Since then, any newly formed family in the biblical tradition consists initially of three members: God, and the man and woman. That is why, when a family has a child, it’s a child of the two parents, and also a child of God, who gives the child a capacity to relate with God ( a capax Dei) and to do his will.
Our reading from the book of Sirach is clear that God has a role in the family. The very first sentence reads: “God sets a father in honor over his children; a mother’s authority he confirms over her sons”. And St Paul in the letter to the Colossians addresses the members of a family as “God’s chosen ones” who should “let the peace of Christ control your hearts, the peace into which you were also called in one body”.
A marriage that does not have God as a member is not a holy family. It is God who makes the man and woman into one, when they receive the sacrament of matrimony, through the Holy Spirit. Hence the scripture text reads: “What God has joined together, let no one put asunder”. Any children who may be the fruit of a marriage are called by scripture “an inheritance from the Lord”. Especially with marriage in the Church (which is the house of God) every spouse can know that she or he has received the other as a gift from the hands of God, who has publicly blessed and sanctified their marriage.

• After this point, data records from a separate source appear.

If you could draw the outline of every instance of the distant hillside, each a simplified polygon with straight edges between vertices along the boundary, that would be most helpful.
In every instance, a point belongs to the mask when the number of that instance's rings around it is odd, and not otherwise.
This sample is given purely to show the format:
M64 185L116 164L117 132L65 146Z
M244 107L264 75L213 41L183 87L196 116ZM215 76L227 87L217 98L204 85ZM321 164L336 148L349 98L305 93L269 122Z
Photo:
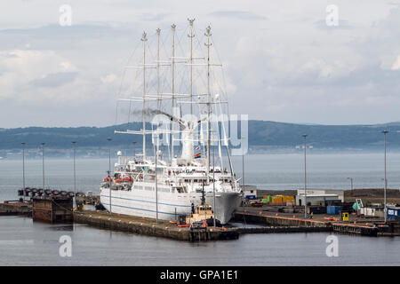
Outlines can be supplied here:
M46 147L68 149L71 141L76 140L79 147L107 147L107 138L113 138L113 146L136 141L141 146L141 137L114 134L115 130L140 130L141 123L135 122L108 127L44 128L28 127L0 129L0 149L20 149L26 142L28 148L37 148L41 142ZM301 146L302 134L308 134L308 144L314 149L362 149L377 150L382 147L381 130L388 130L388 146L400 149L400 123L376 125L306 125L265 121L249 121L249 147L251 150L292 148ZM148 138L150 143L150 138ZM150 146L150 144L148 144Z

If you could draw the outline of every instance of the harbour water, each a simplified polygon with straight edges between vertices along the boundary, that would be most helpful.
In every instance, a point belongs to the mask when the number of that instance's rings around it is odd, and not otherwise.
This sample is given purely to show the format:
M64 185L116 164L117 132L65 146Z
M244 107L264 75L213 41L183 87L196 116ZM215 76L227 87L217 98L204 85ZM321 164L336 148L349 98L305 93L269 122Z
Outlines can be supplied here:
M382 154L310 154L313 188L381 187ZM241 176L241 157L234 158ZM303 183L301 154L245 157L246 184L265 189L296 189ZM108 159L76 161L77 190L99 191ZM0 161L0 200L15 200L21 186L21 162ZM388 156L388 187L400 186L400 154ZM41 186L42 161L26 161L27 186ZM73 190L72 160L45 161L45 185ZM60 256L60 237L72 239L72 256ZM400 237L336 235L339 256L326 256L329 233L241 235L237 241L203 243L100 230L84 225L33 223L23 217L0 217L0 265L399 265Z

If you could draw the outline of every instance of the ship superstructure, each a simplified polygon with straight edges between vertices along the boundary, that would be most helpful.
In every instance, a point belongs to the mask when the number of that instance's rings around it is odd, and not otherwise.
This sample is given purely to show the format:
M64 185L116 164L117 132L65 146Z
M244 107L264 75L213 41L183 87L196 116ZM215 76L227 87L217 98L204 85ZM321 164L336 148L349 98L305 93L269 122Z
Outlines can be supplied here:
M180 40L176 26L172 25L172 50L166 60L160 58L161 30L157 28L156 51L150 51L153 61L149 60L151 56L147 56L148 38L143 33L140 64L128 67L142 73L141 94L120 100L129 104L129 114L141 116L141 129L116 133L141 135L142 153L129 158L118 152L114 174L108 174L101 183L100 201L112 213L176 220L180 215L191 213L204 196L215 217L226 224L242 201L225 122L218 120L225 117L222 105L228 102L212 92L212 67L220 65L211 61L211 28L207 27L204 33L205 56L195 57L193 24L194 20L188 20L189 51L186 56L176 56ZM178 65L186 71L180 73ZM194 83L195 76L201 77L195 68L204 69L200 87ZM165 76L168 80L163 79ZM181 86L185 79L188 91L181 93L177 83ZM170 92L165 91L165 85ZM132 110L133 105L140 106L139 109ZM227 150L229 170L223 167L223 148Z

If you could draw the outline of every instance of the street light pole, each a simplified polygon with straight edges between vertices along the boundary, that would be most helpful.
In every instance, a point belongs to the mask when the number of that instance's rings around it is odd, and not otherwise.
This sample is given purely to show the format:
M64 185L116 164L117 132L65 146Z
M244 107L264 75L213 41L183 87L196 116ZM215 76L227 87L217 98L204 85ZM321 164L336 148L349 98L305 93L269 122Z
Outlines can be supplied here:
M75 156L76 156L76 141L71 142L74 146L74 193L76 194L76 167L75 167Z
M307 134L303 134L304 138L304 218L307 218L307 160L306 160L306 138Z
M22 145L22 188L24 189L25 193L25 142L21 142ZM24 201L25 201L25 194L23 194Z
M132 142L132 143L133 144L133 160L135 160L135 157L136 157L136 149L135 149L136 142Z
M386 191L388 188L388 179L386 178L386 134L388 134L388 130L383 130L383 148L384 148L384 164L385 164L385 180L384 180L384 197L383 197L383 202L384 202L384 214L385 214L385 223L387 221L387 208L386 208Z
M44 192L44 142L42 142L42 171L43 171L43 190Z
M111 138L108 138L107 140L108 141L108 191L109 191L109 214L112 213L111 210Z
M348 178L350 180L350 189L353 191L353 178Z

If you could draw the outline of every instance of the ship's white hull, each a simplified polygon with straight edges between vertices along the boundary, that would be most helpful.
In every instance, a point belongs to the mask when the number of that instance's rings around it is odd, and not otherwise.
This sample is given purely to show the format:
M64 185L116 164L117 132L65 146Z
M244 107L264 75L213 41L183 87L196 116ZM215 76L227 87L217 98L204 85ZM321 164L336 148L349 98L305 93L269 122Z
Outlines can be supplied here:
M150 186L148 186L148 188ZM205 202L214 209L215 217L221 224L226 224L232 217L234 211L240 205L242 193L235 192L216 193L215 206L212 193L206 193ZM152 190L111 190L111 206L109 189L100 188L100 202L107 210L163 220L178 220L180 215L191 212L191 204L201 203L201 193L178 193L158 191L158 201L156 202L156 192ZM156 205L158 203L158 205Z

In considering what its proponents call same-sex “marriage”, therefore, the religious person has to ask: Is God a member of this supposed marriage? Is this something that God has joined together? Can the members grow in “humility, gentleness, patience” and above all, in modesty and chastity? Or is it not the case that some people are calling their desires rights? Are they not saying, in effect, What two men or two women have joined together, let no God or government put asunder?
Jesus in this morning’s Gospel does not use rights language, although given who his real Father was, he could legitimately claim to do so. Instead, this is the first time that Jesus is recorded to have spoken in the Gospels, and he speaks not of rights, but of duties, of obligations: “I must be in my Father’s house, I must be about my Father’s business”. Holy people do not speak about others respecting their rights; they speak about their own duties to others, if they are in any way followers of the boy Jesus as he is presented in today’s Gospel.
All through Christ’s life we get the impression that he sensed a divine necessity laid upon him; and there is as divine and as real a necessity shaping our own lives, because it lies upon and moulds our wills and desires, as long as we continue to address God as Our Father. In Jesus the “must” was not an external one. He “must be about his Father’s business” because his whole inclination and will were submitted to the Father’s authority – not to an autonomous ego.
And that is the one thing that will make any lifestyle holy, peaceful, and noble. “The love of Christ compels us”, says St Paul. There is a compulsion which oppresses people with its demands; but there is also a compelling force, grace, which wells up within a person as a fountain of life, and does not so much drive as gently incline the will, so that there is a greater freedom to be a loving and obedient child of God Our Father.
But the Gospel does not end with Jesus’ reply. It continues: “He went down with them and came to Nazareth, and was obedient to them”. Evidently being obedient to Mary and Joseph was just as much doing the Father’s will as when he was “sitting in the midst of the teachers and asking them questions”. And he didn’t have to leave his Father’s house in order to be obedient to Mary and Joseph. He could have prayed with the psalmist, “One thing I ask of the Lord, this I seek: to dwell in the house of the Lord all the days of my life”.
We ourselves become a house for the Lord when we receive him in the Holy Eucharist. We reaffirm that we are children of God every time we say the Our Father. And we share in the holiness of the Holy Family when we pray, “Thy will be done”, which Jesus learned from the lips of Mary. When we leave this church, let us say what Jesus said, “I must be about my Father’s business”.